**NOTE: This notebook is written for the Google Colab platform. However it can also be run (possibly with minor modifications) as a standard Jupyter notebook.** 



In [None]:
#@title -- Installation of Packages -- { display-mode: "form" }
import sys
!{sys.executable} -m pip install git+https://github.com/michalgregor/gym_plannable.git
!{sys.executable} -m pip install git+https://github.com/michalgregor/rl_tabular.git

In [None]:
#@title -- Import of Necessary Packages -- { display-mode: "form" }
%matplotlib inline
from gym_plannable.env import MazeEnv
from rl_tabular import StateValueTable, ActionValueTable, collect_states
from rl_tabular.maze_env_plots import plot_action_values, plot_state_values
from rl_tabular import vtable_control, qtable_control
import numpy as np

## Dynamic Programming: Value Iteration

As we have already learnt, reinforcement learning is all about discovering a policy that maximizes long-term rewards. We also know that one branch of approaches to that problem relies on value functions. 

A *state-value function*  $V(s)$ expresses how much reward we can expect in the long term after being in state $s$ and following policy $\pi$ thereafter [[sutton1998]](#sutton1998):

$$
V^{\pi}(s) = \mathbb{E}_{\pi}\{ R_{t}|s_{t}=s \}
$$
You will also recall that, provided we have a distribution model of the environment and the state-action space is small, we can compute the state-value function using a method known as **value iteration** .

We initialize the values of all states to zeros:



In [None]:
vtable = StateValueTable()
plot_state_values(vtable);

Then we apply the following rule, iterating over all states $s$ multiple times:

$$
V_{\color{red} k+1}(s) = \max_{a \in A} \sum_{s'} P_{ss'}^{a} \left[r_{ss'}^{a} + \gamma V_{\color{red} k}(s') \right].
$$where $P_{ss'}^{a}$ is the probability of going from state $s$ to state $s'$ after taking action $a$; and $r^a_{ss'}$ is the reward received for that same transition.

---
### Task 1: Value Iteration

**In the cell below fill in the value iteration rule.** 

$$
V_{\color{red} k+1}(s) = \max_{a \in A} \sum_{s'} P_{ss'}^{a} \left[r_{ss'}^{a} + \gamma V_{\color{red} k}(s') \right].
$$
---


In [None]:
gamma = 0.9
env = MazeEnv()
env.reset()

# we collect all reachable states
states = collect_states(env.single_plannable_state())

for it in range(15):
    print(f"Iteration {it} started.")
    
    for state in states:
        if state.is_done():
            continue
            
        legals = state.legal_actions()
        maxval = -np.inf

        for a in legals:
            val = 0

            for next_state, prob in state.all_next(a):
                r = next_state.reward()                
                
                
                
                # r, gamma, prob, vtable, next_state       
                val +=     # -----

                
                
                
            maxval = max(val, maxval)

        vtable[state] = maxval
        
    plot_state_values(vtable, states, env=env, update_display=True)

### Controlling the Agent using the State-Value Function

If the action space is discrete and relatively small and we know the optimal value function, it is easy to derive the optimal policy from it – we simply iterate over all the actions and pick the one which is most likely to lead to a high-value next state.



In [None]:
env = MazeEnv(render_mode='human', show_path=True)
vtable_control(env, vtable, max_steps=100)

### Converting Between State and Action-Value Functions

Given a model, a state-value function can be converted to an action-value function by applying essentially the same logic that we applied when controlling the agent using the state-value function.



In [None]:
qtable = vtable.to_action_values(states)
plot_action_values(qtable, states, action_spec=env.action_spec)

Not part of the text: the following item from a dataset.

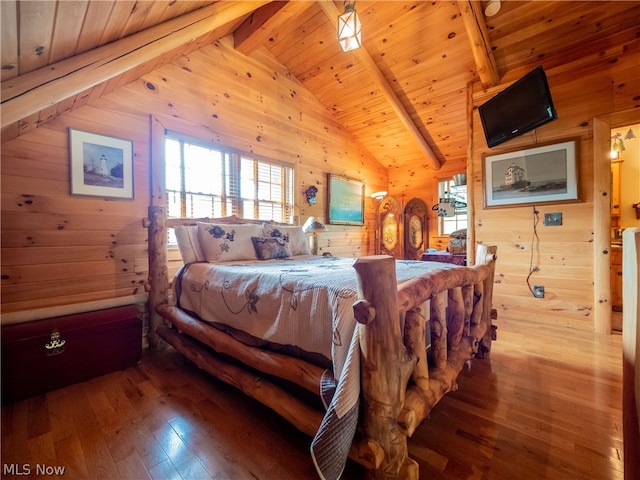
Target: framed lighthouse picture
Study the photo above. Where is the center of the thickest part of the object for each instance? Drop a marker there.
(538, 175)
(100, 165)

It is also possible to convert the action-value function into a state-value function:



In [None]:
vtable2 = qtable.to_state_values()
plot_state_values(vtable2, states)

### Control using the Action-Value Function

Agents are easier to control using the action-value function as opposed to the state-value function. Since the action-value function gives us the value of each action directly, we merely need to pick the action with the maximum value – we no longer need a model to query for possible next states etc.



In [None]:
env = MazeEnv(render_mode='human', show_path=True)
qtable_control(env, qtable, max_steps=100)

### References

<a id="sutton1998">[sutton1998]</a> SUTTON, R.S. - BARTO, A.G. Reinforcement Learning: An Introduction. [s.l.]: The MIT Press, 1998. ISBN 0262193981.